Все эти письма Степан написал в один присест и отослал их в тот же день, а вечер и большая половина ночи ушли на отливку «Попа». Спать лег уже под самое утро, а спал он, в прямом смысле, на голых досках. Под голову клал все тот же мешок, свернутый в скаточку. Накрывался старым легким пальто, привезенным еще из Москвы. На фабрике Риккорди он получал слишком мало, денег едва хватало на покупку материала для работы и скудную еду...
На миланскую художественную выставку, которая должна была открыться в первых числах июня, по рекомендации Уголино Неббия приняли восемь работ Степана. За ними прислали большое ландо, а упаковывал и грузил их сам скульптор.

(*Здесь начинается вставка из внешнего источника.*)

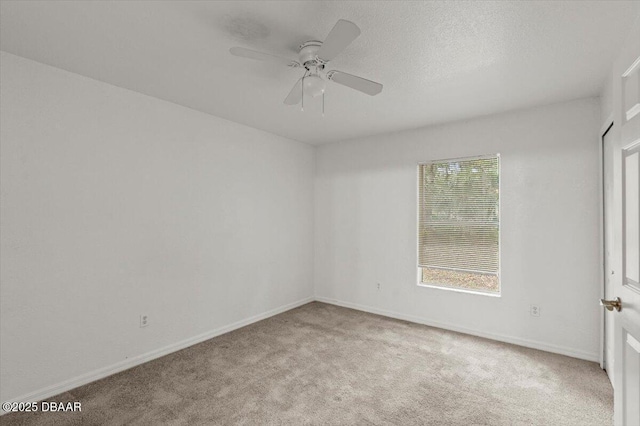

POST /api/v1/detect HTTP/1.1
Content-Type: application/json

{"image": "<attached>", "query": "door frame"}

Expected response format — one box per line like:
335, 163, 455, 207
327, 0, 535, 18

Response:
600, 114, 614, 371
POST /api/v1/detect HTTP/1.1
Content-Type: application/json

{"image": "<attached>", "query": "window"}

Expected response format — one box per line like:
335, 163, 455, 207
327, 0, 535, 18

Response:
418, 155, 500, 294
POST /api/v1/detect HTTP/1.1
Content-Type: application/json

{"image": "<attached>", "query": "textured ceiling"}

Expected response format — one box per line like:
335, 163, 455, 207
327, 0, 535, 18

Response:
1, 1, 638, 144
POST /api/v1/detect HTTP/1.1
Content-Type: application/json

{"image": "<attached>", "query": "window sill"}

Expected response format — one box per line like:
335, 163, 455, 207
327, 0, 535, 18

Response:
417, 282, 501, 297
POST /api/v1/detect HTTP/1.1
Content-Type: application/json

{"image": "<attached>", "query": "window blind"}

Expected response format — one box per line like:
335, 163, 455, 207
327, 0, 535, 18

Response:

В день открытия выставки Степан не пошел на фабрику, до самого вечера толкался среди посетителей: ему было любопытно, как публика воспринимает его вещи. Особенно восхищались «Тоской», «Ангелом» и «Усталостью». «Сеятель» и «Косец» меньше были понятны — в этих скульптурах итальянцы видели чисто русское выражение художественного образа. И тем не менее, не нашлось ни одного человека, который бы равнодушно прошел мимо них. Они привлекали внимание еще и тем, что среди всего этого множества обнаженных тел были почти единственными скульптурами, олицетворяющими образы людей труда. Нравились зрителям и изящный портрет Александры, и женская головка из небольшого куска мрамора. «Поп» вызывал различные чувства. Одни, глядя на него, улыбались, другие — морщились, третьи недоуменно пожимали плечами.
Публика была самая разношерстная: в Милане только что начался разгар туристского сезона. Было на выставке несколько человек и русских. Степан узнал их по одежде, прежде чем услышал русскую речь. Постояв немного перед «Косцом» и «Сеятелем», они прочитали на них имя скульптора — Нефедов — и отошли, пожимая плечами. О таком скульпторе еще не слышали.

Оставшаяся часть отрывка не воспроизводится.